In the meantime, you can visit Basel in Switzerland where you can see the same retrospective more or less in its entirety with 170 artworks displayed in the exhibition space resembling a mausoleum designed by Herzog & de Meuron: the Schaulager.
During his 1994 retrospective, also at Moma, I’d had a similar feeling: Nauman invented everything – or almost – before everyone else (video, neons, etc) in an artistic register that was at once sensitive and conceptual.
This time, armed perhaps with my experience, I also understood that Nauman had carefully studied art history, from the images of Etienne-Jules Marey or Eadweard Muybridge to the sculptures of Matisse, Moore and the Dada artists, via Marcel Duchamp and Joseph Beuys.
One of the curators of the Basel incarnation of the exhibition, Isabel Friedli, explains what makes Nauman a major artist today:
Nauman may be classed as an American artist in that he lives in America, but his language is more universal than that for he is also an intellectual artist with a great deal of irony and nuance, which make him seem European.
Nauman is not an artist whose work should be seen through reproductions. You must have the full Nauman experience.
As Kathy Halbreich explains – lead curator of the show currantly on. She curated the first Nauman retrospective in 1994 but is now the director of the Rauschenberg foundation – in the hefty 2018 catalogue: “Much of the literature on Bruce Nauman either criticizes or celebrates the lack of conceptual and stylistic coherence in his work”.

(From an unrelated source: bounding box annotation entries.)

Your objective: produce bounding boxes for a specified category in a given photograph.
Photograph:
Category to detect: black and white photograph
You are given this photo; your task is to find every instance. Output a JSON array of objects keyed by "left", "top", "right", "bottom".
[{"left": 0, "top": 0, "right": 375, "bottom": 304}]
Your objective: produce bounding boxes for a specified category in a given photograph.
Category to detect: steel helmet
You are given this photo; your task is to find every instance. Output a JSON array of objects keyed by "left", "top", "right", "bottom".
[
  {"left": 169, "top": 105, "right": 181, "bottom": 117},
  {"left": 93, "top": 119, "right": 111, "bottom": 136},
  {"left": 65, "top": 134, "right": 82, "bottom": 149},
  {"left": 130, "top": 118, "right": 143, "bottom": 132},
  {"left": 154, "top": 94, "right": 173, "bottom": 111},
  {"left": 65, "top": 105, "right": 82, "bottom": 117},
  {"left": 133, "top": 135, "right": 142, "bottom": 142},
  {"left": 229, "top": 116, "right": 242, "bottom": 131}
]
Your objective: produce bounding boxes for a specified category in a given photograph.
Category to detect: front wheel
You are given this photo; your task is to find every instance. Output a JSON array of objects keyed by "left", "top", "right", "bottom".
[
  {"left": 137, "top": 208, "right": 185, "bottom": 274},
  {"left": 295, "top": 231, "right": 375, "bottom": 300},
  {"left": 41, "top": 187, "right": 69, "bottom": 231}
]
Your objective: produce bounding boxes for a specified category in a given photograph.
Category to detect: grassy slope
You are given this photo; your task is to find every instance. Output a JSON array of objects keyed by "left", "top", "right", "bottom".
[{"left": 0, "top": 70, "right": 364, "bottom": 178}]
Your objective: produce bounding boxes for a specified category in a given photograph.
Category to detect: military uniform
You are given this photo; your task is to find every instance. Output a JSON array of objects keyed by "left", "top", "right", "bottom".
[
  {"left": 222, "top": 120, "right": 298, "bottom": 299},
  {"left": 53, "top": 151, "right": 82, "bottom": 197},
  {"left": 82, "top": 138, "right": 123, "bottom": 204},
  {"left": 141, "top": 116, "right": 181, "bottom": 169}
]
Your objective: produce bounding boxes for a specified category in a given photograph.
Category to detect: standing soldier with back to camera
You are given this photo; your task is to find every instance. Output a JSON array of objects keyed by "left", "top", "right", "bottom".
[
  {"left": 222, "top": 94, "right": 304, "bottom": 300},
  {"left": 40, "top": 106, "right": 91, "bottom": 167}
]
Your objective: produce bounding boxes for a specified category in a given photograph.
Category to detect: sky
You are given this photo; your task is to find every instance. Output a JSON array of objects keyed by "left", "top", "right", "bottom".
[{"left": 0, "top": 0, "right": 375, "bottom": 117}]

In Basel, Isabel Friedli explains the idea behind the exhibition:
In defining Nauman’s work, Kathy Halbreich found a common theme for the majority of his artworks: disappearance.
This phenomenon also gives the exhibition its title: “Disappearing Acts”. She illustrates this idea, among others, through the amusing example of his 1966 piece, “Wax Impressions of the Knees of Five Famous Artists”: “the material is not wax and the knees are all his own”. Don’t go believing what artists tell you…

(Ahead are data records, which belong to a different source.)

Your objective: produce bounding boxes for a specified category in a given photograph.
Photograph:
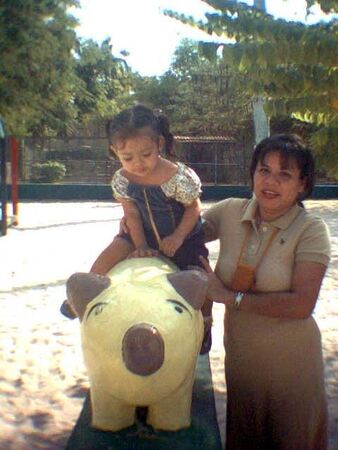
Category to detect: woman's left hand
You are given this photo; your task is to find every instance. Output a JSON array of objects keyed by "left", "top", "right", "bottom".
[{"left": 200, "top": 256, "right": 233, "bottom": 305}]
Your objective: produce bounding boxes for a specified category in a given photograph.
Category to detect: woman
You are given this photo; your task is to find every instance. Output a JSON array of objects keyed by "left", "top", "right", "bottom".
[{"left": 204, "top": 135, "right": 330, "bottom": 450}]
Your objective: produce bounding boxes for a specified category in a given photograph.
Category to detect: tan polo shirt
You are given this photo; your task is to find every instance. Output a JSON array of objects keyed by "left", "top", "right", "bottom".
[{"left": 203, "top": 198, "right": 330, "bottom": 292}]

For me, the common theme that unites most if not all of Nauman’s work is his observation of the various interactions available to us as human beings.
– Man’s interaction with his genitals and with other men and women’s genitals. Example: “Punch and Judy Birth & Life & Sex & Death” (1985).
– Man’s interaction with objects. Example: “Spilling Coffee Because the Cup Was Too Hot” (1966).
– Man and his voice. Example: “Good Boy Bad Boy” (1985).
– Man and his mouth. Example: “Myself as a Marble Fountain” (1967).
– Man and his hand. Example: “All Thumbs” (1986).
– Man and his mind, his ability to conceptualize something that doesn’t exist. Example: “Model for Trench and Four Buried Passages” (1977).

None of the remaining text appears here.